The Chaoui people or Shawia (, ) are an Amazigh (Berber) ethnic group to the Aurès region in northeastern Algeria which spans Batna and Khenchla, Oum El Bouaghi provinces located in and surrounded by the Aurès Mountains. 

They also live in provinces of Tébessa, Constantine, Setif and other parts of Eastern Algeria coextensive with ancient Massylii of Numidia, as well as in some parts of adjacent North-Western Tunisia. They call themselves Išawiyen/Icawiyen (pronounced ) and speak the Shawiya language. They are the second largest Tell Atlas Amazigh-speaking ethnicity , alongside Kabyles and Chenouas.

History 
Historically, the Aurès Mountains served as a refuge for Berber peoples, forming a base of resistance against the Roman Empire, the Vandals, the Byzantine Empire and Arabs. Aurès was also a district of Algeria that existed during and after the Algerian War from 1954 to 1962. It was in this region that Berber independence fighters started the war.

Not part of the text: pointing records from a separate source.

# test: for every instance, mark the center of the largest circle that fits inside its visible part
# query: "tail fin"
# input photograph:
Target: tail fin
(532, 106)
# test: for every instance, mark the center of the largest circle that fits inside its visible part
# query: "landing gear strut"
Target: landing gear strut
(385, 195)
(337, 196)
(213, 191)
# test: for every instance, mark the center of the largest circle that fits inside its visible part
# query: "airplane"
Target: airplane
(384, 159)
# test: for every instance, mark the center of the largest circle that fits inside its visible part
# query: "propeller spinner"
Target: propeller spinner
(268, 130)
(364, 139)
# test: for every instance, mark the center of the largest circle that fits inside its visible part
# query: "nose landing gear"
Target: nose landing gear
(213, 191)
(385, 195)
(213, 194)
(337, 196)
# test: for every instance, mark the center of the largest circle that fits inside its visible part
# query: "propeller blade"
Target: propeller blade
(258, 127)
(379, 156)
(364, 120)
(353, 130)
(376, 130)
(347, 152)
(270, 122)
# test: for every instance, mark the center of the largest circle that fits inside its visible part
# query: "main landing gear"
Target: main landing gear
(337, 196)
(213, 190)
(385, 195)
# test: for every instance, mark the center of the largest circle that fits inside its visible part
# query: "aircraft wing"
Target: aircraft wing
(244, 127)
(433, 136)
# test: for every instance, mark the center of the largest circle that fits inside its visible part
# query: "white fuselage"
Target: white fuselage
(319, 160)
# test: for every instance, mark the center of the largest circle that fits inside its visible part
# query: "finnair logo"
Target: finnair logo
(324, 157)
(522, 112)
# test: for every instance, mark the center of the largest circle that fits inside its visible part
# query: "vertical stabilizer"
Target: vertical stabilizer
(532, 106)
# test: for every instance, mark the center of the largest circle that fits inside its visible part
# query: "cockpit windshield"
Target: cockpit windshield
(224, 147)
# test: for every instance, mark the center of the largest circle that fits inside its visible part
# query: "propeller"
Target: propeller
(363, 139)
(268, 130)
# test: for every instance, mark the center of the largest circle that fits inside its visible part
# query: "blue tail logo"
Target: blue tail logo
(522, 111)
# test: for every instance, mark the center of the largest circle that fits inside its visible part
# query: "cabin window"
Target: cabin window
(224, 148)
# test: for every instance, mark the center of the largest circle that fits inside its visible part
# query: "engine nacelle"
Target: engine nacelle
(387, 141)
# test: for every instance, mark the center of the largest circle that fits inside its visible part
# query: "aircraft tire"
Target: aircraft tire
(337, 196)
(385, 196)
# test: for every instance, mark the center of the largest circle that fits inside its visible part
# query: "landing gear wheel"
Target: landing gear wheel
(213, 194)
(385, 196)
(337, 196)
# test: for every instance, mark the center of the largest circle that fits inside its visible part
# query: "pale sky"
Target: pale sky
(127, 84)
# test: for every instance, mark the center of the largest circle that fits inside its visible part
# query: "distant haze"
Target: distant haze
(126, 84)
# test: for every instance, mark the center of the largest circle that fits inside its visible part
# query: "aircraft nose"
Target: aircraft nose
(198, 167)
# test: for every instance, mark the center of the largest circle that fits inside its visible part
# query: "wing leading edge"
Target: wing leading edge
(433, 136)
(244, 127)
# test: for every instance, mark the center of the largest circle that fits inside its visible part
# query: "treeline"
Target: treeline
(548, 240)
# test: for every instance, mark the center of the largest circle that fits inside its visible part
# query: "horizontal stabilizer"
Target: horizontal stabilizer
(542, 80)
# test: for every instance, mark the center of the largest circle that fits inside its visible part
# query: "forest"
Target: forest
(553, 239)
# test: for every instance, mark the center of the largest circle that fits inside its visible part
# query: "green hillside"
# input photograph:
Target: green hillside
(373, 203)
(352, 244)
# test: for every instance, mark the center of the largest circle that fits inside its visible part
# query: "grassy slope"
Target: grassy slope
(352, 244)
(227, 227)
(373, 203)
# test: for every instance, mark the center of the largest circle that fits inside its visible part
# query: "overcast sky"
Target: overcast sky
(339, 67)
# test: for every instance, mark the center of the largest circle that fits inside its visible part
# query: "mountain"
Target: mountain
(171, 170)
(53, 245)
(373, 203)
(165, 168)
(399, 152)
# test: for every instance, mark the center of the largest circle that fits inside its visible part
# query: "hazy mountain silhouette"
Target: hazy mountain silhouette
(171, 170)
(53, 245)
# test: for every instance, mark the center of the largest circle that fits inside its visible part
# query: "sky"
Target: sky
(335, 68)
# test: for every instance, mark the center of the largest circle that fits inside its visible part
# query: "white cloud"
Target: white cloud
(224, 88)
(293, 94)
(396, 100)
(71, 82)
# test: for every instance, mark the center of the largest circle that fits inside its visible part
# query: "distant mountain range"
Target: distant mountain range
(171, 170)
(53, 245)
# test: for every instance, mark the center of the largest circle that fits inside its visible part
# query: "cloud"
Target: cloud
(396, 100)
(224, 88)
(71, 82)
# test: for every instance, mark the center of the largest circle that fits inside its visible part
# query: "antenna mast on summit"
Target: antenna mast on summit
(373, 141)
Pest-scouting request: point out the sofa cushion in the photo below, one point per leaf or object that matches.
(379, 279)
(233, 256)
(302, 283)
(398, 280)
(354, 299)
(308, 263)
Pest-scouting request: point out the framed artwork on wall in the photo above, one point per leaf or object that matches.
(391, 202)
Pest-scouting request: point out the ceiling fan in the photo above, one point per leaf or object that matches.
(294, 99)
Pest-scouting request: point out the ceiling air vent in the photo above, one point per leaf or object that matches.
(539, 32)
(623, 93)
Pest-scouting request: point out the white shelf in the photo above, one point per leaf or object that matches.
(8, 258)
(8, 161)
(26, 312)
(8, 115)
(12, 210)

The patriarch of Berbers is believed to have been Madghacen, the common ancestor of the Zenata and of the Botri as well. Ibn Khaldun identified the Zenata as Berbers. Modern historians rank this Berber region within the group of Numidians and Gaetuli or the much more ancient Meshwesh, Maesulians and Mazaxes, from whom the Zenata formed, the main inhabitants of the Aurès in the Middle Ages. Chaoui clans known by Ibn Khaldoun were the Ifren, Maghrawa, Djerawa, Abdalwadides, Howara and Awarba.

According to de Slane, translator of the books of Ibn Khaldun, the term Chaoui/Shawi means "shepherd" and designates the Zenata Berbers.

After the independence of Algeria, the Chaouis remained localized mainly in the Auresian region. They are the second largest Berber-speaking group in terms of number of speakers, the first being the Kabyle.

Language 

The Chaoui traditionally speak the Shawiya language (Berber: Tachawit). It belongs to the Berber branch of the Afro-Asiatic family, and is a variety of the Zenati languages.

Shawiya is a closely related cluster of dialects spoken in the Aurès region (Berber: Awras) of eastern Algeria and surrounding areas including Batna, Khenchela, south Sétif, Oum El Bouaghi, Souk Ahras, Tébessa, and the north part of Biskra.

Recently the Shawiya language, together with the Kabyle language, has begun to achieve some cultural prominence due to the Berber cultural and political movements in Algeria.

Culture and art 
Chaoui music is a specific style of Berber music. The Shawia dance is called Rahaba;  men and women dancing at weddings. There are many 20th century singers, such as Aïssa Djermouni, Ali Khencheli, Massinissa, Ishem Boumaraf, Djamel Sabri, Groupe Iwal, Houria Aïchi, etc.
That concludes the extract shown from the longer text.